Single-parent adoptions have been made in Los Angeles; Washington,
D.C.; Chicago; Portland; Minneapolis; Indianapolis; and Bridgeport,
Connecticut. In two instances, at least, the single adoptive parents
have been men. . . .
In the first hesitant efforts to attract single-parent applications
for adoption, agencies have made explicit the fact that such applicants
are being accepted only if they are interested in the hard-to-place
child. . . .
But if more and more children become “hard-to-place,”
then. . .agencies would have to begin to consider single-parent
adoption as a possibility for more and more children.
Currently, then, agencies have moved from a stance of automatically
rejecting the one-parent applicant to a highly qualified willingness
to explore such applications in specific instances. The following
standards, which are particular to the one-parent applicant situation,
seem to be evolving:
1. Some assurance is sought that the applicant has close contact
with an extended family. The availability of male relatives—uncles,
brothers, nephews, etc.—would permit the possibility of intimate
contact, for identification, with father surrogates. . . .
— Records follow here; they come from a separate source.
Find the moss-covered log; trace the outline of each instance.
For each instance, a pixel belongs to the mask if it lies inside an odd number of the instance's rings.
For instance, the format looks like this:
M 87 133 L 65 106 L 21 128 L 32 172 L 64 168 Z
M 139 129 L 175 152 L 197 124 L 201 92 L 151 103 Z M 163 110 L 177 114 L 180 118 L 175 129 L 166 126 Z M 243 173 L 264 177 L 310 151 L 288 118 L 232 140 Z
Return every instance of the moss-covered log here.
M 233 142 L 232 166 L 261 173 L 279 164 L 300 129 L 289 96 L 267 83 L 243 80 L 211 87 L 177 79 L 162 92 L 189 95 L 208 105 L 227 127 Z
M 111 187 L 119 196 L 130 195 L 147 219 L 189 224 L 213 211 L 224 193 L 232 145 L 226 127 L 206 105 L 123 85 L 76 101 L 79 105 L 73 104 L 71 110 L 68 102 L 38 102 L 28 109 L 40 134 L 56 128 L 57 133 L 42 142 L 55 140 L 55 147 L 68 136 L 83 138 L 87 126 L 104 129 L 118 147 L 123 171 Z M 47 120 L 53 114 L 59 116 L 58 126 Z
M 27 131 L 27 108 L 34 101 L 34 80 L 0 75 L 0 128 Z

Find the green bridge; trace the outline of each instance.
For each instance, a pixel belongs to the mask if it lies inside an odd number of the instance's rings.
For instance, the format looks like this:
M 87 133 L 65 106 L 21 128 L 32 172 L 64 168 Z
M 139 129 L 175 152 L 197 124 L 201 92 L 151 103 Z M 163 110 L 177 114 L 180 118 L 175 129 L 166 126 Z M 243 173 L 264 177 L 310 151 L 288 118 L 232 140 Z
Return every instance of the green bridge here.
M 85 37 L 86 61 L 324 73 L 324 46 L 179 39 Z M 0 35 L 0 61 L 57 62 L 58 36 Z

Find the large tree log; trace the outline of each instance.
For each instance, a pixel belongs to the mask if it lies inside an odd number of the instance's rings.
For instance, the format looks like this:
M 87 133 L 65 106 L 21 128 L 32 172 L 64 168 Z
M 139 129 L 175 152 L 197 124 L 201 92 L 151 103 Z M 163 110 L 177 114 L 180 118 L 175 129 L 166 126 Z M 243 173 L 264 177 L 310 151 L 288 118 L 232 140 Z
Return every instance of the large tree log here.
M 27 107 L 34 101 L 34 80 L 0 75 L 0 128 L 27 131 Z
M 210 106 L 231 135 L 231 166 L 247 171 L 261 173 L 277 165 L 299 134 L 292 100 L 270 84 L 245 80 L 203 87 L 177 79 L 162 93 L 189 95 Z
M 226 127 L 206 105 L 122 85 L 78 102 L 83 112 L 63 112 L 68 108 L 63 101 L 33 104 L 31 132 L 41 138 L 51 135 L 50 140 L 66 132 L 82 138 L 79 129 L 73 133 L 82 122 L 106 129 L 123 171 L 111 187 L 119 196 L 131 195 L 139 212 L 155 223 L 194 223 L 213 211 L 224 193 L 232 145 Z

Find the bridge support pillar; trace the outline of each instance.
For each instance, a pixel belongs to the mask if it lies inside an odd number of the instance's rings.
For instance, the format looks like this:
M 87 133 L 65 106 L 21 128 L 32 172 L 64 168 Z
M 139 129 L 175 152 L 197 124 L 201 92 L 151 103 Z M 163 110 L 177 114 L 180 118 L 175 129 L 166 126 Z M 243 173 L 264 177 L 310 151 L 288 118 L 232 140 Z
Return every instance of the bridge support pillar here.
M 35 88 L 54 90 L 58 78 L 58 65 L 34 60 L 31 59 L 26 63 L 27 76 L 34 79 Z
2. Some assurance is asked that the financial situation is such
that the adoptive mother can adequately provide for the child without
always doubling as a wage-earner, at least while the child is totally
dependent. . . .
3. Greater consideration should be given to the question of sexual
identification of the single applicant and the nature of the relationship
with the opposite sex. The implied question is, if single, why single?
if divorced, why divorced? if engaged in a healthy, heterosexual
relationship, why not married?
4. The health status of the single adoptive applicant is a matter
of greater than normal concern in the adoptive study, since any
illness robs the child of the effective care of the only parent
5. As in all adoptive studies, the question of motivation is a
matter of concern. . . . Does the applicant act out
of an aching loneliness, out of a need to have and control a source
of love and affectional response?. . . .
The Single-Parent Family and Psychosocial Dysfunctioning
Social work as a profession has made some decisions which establish
a hierarchy of the relative desirability of the variety of child-rearing
contexts. Maintaining the child in his own home is more desirable
than any kind of substitute-care arrangement; a two-parent adoptive
home is regarded as more desirable than long-term foster care; long-term
foster care is regarded as more desirable than institutionalization.
But where does the single-parent adoption fit into this hierarchy?
Is it more or less desirable than substitute care in a good institution?
Is it more or less desirable than maintaining the child in his own
home with parents who have often neglected him and, on occasion,
have abused him?. . . .
Perhaps the greatest component of the social worker’s ambivalence
and discomfort about single-parent adoption (and ambivalence and
discomfort that result in assigning such a resource a low position
in our hierarchy of preferences) is based on a dubious equation.
This widely accepted and superficially convincing equation is that
the single-parent family is likely to be a pathogenic family. However
logical the equation may be, given the special problems of single-parent
familyhood, what does the available empirical evidence tell us about
the validity of this equation?. . . .
To recapitulate the principal point being made here, the equation
which prejudices our view of the single-parent adoption suggests
that child-rearing in the single-parent family is psychogenic. However,
empirical research does not clearly support the equation that growing
up in a single-parent family is associated with increased psychic
vulnerability and a higher rate of psychiatric and emotional disability.
The evidence is conflicting and ambiguous. . . .
Research seems to indicate that children are able to surmount the
lack of a father and some of the real shortcomings of a single-parent
home. To modify an old folk saying, lack of a father is not as bad
as having a father is good.
The single-parent family appears capable of producing a product
that in very many instances is as good as the product of the two-parent
family. If, in addition, we maximize the inherent strengths of such
a family by judicious selection of applicants, by special assistance
through subsidization of the adoption, ready availability of casework
help, imaginative exploitation of organizations such as “Parents
without Partners,” the single adoptive parent can be offered
to children needing adoptive homes with some confidence that we
are providing a good home. The single-parent adoptive family is
likely to be the kind of single-parent family which is least pathogenic. . . .
We need to become more flexible in thinking about the alternatives,
different but “undamaging,” which can be productively
employed for children needing substitute families.